Ralph Applebaum Associates has designed the interiors and exhibition space for the The Horniman Museum’s flagship Music Gallery, which opens tomorrow.
The consultancy, which has worked on the project for more than three years, will receive a proportion of the total Centenary Development project fund, estimated at £1.2m.
Ralph Applebaum Associates director of London operations Phillip Tefft says the group was briefed to make the exhibition, split into three different sections, thematically coherent, a task achieved through distinct mounting systems and colour schemes.
It was also instructed to bring displays alive via 3D installments and interactive displays. These include videos in the Rhythm of Life section, which demonstrate how people use music to herald rites of passage.

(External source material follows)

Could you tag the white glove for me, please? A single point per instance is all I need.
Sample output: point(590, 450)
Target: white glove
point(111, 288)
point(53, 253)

Elsewhere, interactive listening tables give visitors access to the Horniman sound archives enabling them to hear how a wall of 960 individual instruments sounds when played.
‘The aim was to connect visitors with the people who make and use the instruments displayed in the gallery,’ says Teft.
‘We wanted a space that could display a large collection of diverse world instruments and could be made accessible and entertaining to a wide audience,’ adds Margaret Birley, keeper of musical instruments at The Horniman Museum.
The gallery completes the attraction’s £13m Centenary Development. It is the final addition to the specialist music museum’s Heritage Lottery-supported wing, which opened in June and already houses two exhibition halls. It contains 1600 instruments from around the world described as ‘highlights’ of the 8000-piece Horniman collection.
Ralph Applebaum Associates was appointed in 1998 on the back of a five-way credentials-based pitch.